J-Pow Out?

Hey There Income Hunters,

Jerome Powell’s first term at the Fed expires in February and opposition to bringing him back for another four years is rising.

That’s right, they might taper J-Pow!

Bypassing Powell for Lael Brainard, a Democrat and the most likely successor, would have massive implications for the markets …

You see, opposition to Powell stems from the fact that he has eased many bank regulations that were put in place after the 2008 financial crisis.

And I have been vocal about my own displeasure with how the Fed has handled banks.

Here’s why:

The Fed acts as a supposed regulator, yet it has historically turned a blind eye to banks’ lack of fiduciary responsibility to clients.

A prime example is the financial crisis of 2008, when the banks deceived their clients by selling them subprime mortgages knowing they were likely to default. The Fed stepped in to bail banks out when they started losing money while investors suffered for years.

This chart is stunning:

Privatize Profits and Socialize Losses 

It’s a disgrace how the banks took advantage of hard working Americans knowing the Fed would always have their back if bleep hit the fan …

Americans got crushed during the 2008 crisis and never recovered. while the banks made  money and have been raking in profits ever since …

It is time to cut the cord connecting banks to the Fed, as both have abused their independence and power.

Removing their independence gives the voters at least a chance of influencing the future path of banking, whether central or commercial.

History of Bank and Fed Corruption … 

As you can see in the graph below, 1981 was the turning point for the banks. Raising rates to 16% to fight the inflation of the 1970s put the economy on a ventilator.

And the Carter administration had no choice but to turn to the Fed and the banks for help …
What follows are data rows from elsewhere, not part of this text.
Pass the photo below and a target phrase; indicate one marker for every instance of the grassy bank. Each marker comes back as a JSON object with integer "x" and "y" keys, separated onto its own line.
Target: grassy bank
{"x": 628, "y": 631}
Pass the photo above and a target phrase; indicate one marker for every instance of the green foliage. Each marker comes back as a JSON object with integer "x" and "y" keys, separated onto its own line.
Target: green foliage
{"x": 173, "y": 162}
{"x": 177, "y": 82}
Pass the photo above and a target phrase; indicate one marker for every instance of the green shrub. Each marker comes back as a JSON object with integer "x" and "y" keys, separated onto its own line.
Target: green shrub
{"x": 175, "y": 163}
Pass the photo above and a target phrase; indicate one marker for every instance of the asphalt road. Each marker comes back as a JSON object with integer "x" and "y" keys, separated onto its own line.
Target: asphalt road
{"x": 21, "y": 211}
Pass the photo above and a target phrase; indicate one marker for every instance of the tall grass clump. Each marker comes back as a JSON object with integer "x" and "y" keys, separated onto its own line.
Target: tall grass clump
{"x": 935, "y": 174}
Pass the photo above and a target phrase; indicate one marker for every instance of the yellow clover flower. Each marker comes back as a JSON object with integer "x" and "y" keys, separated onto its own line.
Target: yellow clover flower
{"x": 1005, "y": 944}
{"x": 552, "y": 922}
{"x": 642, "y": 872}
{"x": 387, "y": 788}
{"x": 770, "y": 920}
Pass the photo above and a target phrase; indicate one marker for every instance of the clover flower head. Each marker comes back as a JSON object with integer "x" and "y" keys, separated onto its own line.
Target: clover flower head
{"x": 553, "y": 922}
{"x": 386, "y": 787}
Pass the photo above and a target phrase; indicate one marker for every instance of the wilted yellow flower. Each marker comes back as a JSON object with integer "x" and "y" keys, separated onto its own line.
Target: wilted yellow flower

However, this opened the door for Ronald Reagan and his administration to slash bank regulations and there was no looking back.

The real economy shifted to a financial economy and the boom-and-bust cycle began.

Each time the economy suffered, the banks looked to the Fed for support and then would engineer a new asset bubble that enabled them to increase profits at the expense of investors.

Here are the major Fed /Bank blowing aset bubble episodes that would always end in tears for investors …

      • The 1987 Flash Crash 
      • The Savings & Loan Crisis of 1989
      • The Internet Bubble of 2000
      • The Financial Crisis of 2008
      • The Everything Bubble of 202?

I have nothing against J-Pow. He seems like a very nice man. However, I am sure he — like most insiders — knows that the Fed has become hyper-politicized.

Even though appointing a Democrat as the chairman of the Fed may make it worse, if it finally breaks the stranglehold the Fed and banks have on the US economy then Lael Brainard gets my vote

Bring it Home

This appointment to the Fed could become a much larger issue for the markets in the weeks and months ahead. Brainard would become an enabler for the administration to pass revolutionary legislation …

It would most likely include a fast track for digital dollars, giving the Fed the ability to use their printed dollars as legal tender and send it directly to US citizens.

It would also reduce banks’ role in the economy and create a more level playing field and equal opportunity for all Americans.